Анна Казимировна умолкла. Толстый кот встал с половичка и заходил взад-вперед по горнице, подняв пушистый хвост.
– А что потом, бабушка? – чуть слышно спросил Миша.
– Потом… Потом по всему городу грохотало. Я сижу в комнате на полу, уши руками зажала, об одном молюсь – не выкинуть, не выкинуть… На рябину за окном смотрю, а она мечется, мечется, красная… И в мыслях нет, что узлы вязать надо, золото прятать, в порт бежать. Так и сидела бы до второго пришествия – спасибо, Юзыся примчалась. Тоже полячка была, жила через дом, мы с ней дружили. Она видела, как утром Николай Владимирович уходил, и, когда стихло немного, побежала меня проведать. «Красные, – кричит, – в Одессе, а ты тут в муаровом платье сидишь, графиня?!» В один миг меня из платья того вытряхнула, заставила юбку и кофту старые надеть и потащила к себе. Тащит и учит: «Как хамы придут, говори, что ты моя сестра, беременную не тронут, не обидят». Спасибо Юзысе… Если б не она, поймали бы меня в этом платье да к стенке поставили вместе с животом моим – белого офицера жена, контра!
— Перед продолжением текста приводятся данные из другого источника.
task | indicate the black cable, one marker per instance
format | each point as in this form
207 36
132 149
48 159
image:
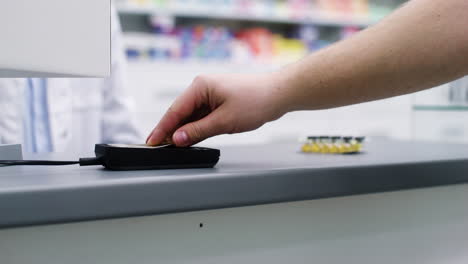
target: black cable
82 162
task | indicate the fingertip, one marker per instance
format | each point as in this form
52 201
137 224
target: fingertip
156 137
181 138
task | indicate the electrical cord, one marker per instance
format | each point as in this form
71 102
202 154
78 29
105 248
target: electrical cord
81 162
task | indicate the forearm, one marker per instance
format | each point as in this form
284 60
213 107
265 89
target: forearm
423 44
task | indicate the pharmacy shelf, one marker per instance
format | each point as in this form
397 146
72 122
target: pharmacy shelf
317 19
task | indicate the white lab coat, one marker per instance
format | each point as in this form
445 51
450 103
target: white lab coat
82 111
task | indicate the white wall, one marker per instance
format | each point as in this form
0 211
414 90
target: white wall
65 37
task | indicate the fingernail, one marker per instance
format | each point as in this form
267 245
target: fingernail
149 136
181 138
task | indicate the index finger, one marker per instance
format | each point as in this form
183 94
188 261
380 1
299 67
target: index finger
182 108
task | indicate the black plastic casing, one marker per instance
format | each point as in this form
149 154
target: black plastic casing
170 157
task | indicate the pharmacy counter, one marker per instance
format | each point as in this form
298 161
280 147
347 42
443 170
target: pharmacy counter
260 203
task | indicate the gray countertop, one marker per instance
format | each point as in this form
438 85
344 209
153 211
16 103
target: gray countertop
247 175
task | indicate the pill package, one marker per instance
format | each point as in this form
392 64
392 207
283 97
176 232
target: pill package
333 145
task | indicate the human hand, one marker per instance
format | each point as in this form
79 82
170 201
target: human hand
220 104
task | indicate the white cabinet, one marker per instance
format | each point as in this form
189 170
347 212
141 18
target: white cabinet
54 38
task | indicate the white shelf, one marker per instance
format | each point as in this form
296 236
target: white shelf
317 19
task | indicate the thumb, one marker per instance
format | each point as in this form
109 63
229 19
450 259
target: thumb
212 125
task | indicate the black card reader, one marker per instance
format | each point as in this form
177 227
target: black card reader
143 157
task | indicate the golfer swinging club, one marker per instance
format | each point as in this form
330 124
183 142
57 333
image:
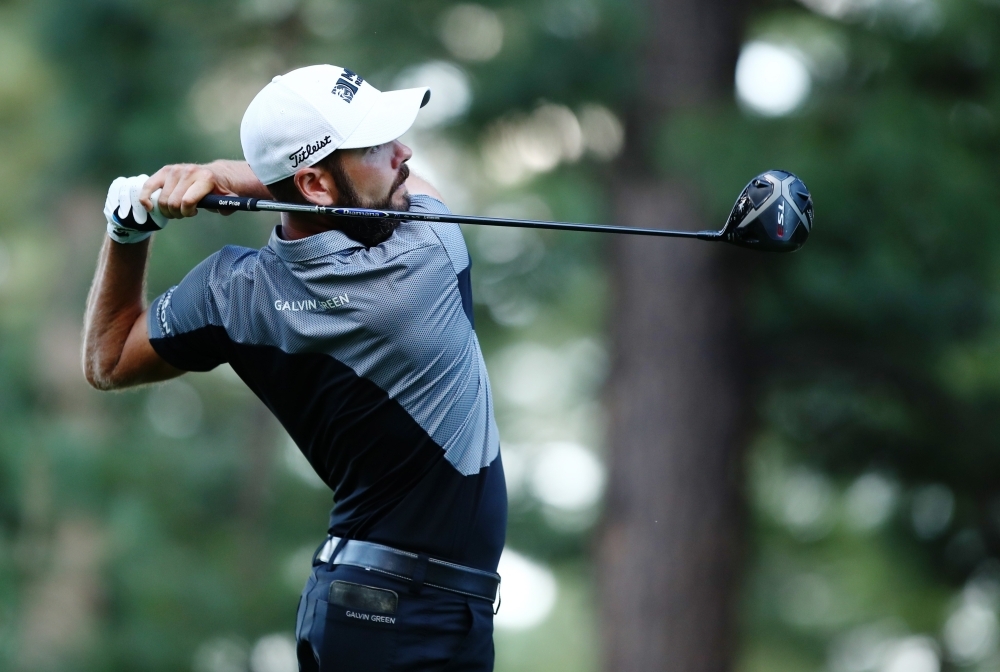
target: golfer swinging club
358 335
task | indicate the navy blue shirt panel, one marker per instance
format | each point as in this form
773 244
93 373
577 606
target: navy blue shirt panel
369 360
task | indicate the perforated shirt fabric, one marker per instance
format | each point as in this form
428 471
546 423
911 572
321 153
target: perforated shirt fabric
369 359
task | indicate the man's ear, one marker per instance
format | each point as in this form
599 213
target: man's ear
317 186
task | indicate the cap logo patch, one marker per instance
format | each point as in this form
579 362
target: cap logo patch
347 85
302 153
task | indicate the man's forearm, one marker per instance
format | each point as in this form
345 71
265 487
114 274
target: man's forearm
238 178
115 302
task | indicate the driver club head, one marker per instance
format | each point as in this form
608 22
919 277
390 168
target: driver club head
774 213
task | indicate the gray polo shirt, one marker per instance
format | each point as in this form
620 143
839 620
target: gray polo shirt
370 360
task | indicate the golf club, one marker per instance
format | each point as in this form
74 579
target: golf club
774 212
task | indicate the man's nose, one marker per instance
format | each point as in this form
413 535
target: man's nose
401 154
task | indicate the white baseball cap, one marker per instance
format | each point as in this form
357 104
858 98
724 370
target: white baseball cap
303 116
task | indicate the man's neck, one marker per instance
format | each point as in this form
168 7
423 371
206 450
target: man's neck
295 227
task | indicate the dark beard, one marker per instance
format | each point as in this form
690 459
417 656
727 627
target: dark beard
369 232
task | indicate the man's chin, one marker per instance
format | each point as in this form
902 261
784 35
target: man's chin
400 201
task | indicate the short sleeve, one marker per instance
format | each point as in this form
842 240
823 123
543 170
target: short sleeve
183 322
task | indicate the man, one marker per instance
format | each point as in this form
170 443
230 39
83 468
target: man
359 337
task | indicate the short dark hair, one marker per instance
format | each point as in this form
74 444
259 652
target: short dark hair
368 232
286 191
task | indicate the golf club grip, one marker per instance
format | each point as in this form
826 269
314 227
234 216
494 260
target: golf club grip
217 202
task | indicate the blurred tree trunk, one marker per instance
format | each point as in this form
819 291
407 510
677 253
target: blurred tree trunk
670 551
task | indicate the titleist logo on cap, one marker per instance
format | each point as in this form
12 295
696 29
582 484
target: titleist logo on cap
304 152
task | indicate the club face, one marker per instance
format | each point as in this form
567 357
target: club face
773 213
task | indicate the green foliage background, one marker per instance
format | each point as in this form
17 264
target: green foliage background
877 348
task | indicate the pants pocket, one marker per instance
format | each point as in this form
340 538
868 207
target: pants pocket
359 630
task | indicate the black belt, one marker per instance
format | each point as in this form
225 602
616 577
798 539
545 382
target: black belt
418 569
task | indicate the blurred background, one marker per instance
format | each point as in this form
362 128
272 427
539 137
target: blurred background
716 459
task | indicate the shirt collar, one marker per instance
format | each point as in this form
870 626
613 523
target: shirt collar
311 247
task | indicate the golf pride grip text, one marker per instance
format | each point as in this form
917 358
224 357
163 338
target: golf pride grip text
216 202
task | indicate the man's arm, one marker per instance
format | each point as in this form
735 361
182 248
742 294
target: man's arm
184 184
116 348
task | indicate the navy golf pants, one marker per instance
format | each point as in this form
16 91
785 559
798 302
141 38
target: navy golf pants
433 630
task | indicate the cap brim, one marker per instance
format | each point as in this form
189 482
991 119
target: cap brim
391 116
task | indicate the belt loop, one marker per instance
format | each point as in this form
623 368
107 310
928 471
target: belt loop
337 550
419 573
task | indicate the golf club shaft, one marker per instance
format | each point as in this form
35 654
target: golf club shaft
215 202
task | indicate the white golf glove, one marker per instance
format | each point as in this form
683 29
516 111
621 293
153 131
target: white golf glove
128 221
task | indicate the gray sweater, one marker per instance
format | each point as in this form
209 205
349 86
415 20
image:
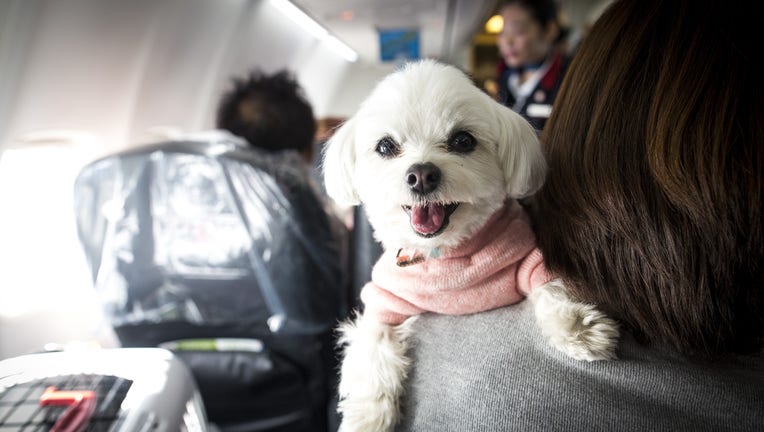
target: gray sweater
494 371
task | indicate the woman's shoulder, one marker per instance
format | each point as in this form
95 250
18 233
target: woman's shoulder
496 371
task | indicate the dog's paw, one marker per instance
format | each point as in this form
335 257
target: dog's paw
373 373
577 329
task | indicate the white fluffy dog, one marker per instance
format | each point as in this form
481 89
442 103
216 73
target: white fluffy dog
439 165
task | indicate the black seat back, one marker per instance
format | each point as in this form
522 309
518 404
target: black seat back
226 255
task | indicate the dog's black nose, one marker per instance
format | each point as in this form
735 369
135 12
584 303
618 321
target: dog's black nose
423 178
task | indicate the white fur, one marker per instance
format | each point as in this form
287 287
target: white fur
419 107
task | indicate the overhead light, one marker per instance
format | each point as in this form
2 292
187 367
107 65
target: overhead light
315 29
494 24
341 48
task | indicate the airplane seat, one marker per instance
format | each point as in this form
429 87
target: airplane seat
223 254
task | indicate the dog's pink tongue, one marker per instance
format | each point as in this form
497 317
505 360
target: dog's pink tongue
427 219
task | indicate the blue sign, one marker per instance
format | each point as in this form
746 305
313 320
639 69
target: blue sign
400 44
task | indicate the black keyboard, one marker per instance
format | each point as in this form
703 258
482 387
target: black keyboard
21 410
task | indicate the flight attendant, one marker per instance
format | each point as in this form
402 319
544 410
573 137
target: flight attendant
533 62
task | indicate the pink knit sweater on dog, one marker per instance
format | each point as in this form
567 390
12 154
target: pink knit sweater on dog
497 267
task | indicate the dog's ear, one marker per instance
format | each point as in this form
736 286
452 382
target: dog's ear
339 165
519 153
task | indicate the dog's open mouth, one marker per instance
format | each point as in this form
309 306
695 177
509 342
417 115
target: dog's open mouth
430 219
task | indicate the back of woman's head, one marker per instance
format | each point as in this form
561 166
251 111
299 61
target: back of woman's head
269 111
652 207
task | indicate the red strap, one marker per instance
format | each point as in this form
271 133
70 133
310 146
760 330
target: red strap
81 405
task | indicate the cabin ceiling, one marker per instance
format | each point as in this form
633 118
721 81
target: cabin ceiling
446 26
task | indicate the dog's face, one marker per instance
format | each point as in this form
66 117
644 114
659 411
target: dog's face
431 157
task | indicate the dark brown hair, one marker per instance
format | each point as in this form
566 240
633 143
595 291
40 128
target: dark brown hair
652 206
269 111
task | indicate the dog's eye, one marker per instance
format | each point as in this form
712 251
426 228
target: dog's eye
461 142
387 147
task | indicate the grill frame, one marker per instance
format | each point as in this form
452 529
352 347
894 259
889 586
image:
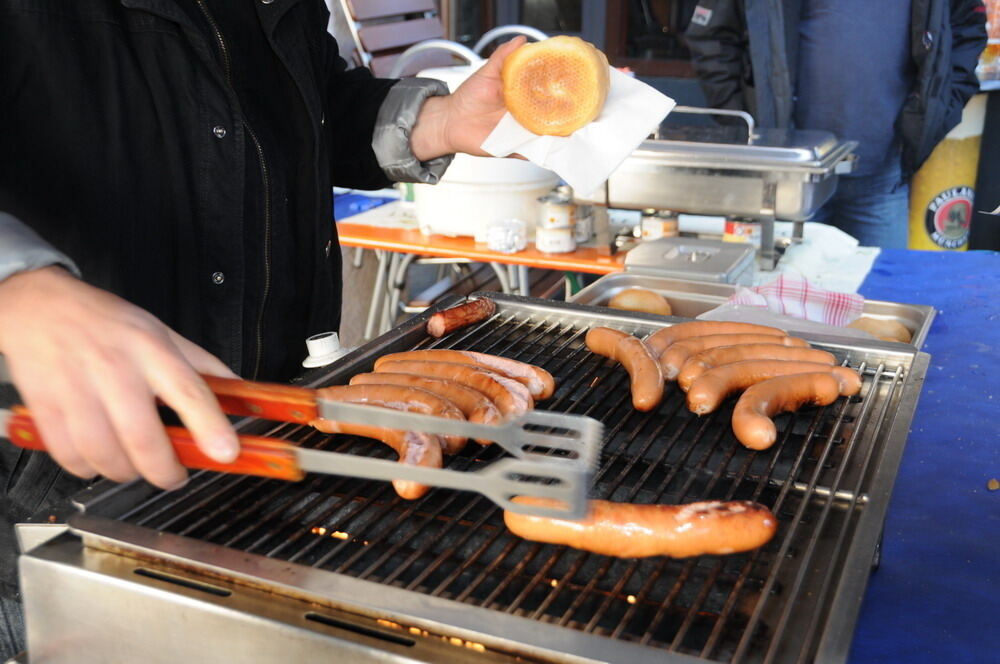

Я насилу успела икону схватить да золотишко мое несчастное. Ночью мы с Юзысей его в печь под кирпичи спрятали. А на другой день и вправду красные пришли. Но, правда, нас не обижали. Прошли по комнатам, ковер с пола забрали и фарфоровые чашки из горки побили, Юзысиной бабушки. Сказали – буржуйство. Мы с Юзысей притворялись, что по-русски не понимаем, они спрашивают – мы по-польски отвечаем… В Юзысином доме я и родила – мальчика. Как Николай Владимирович велел, Колькой назвала и в русской церкви окрестила – тогда еще можно было.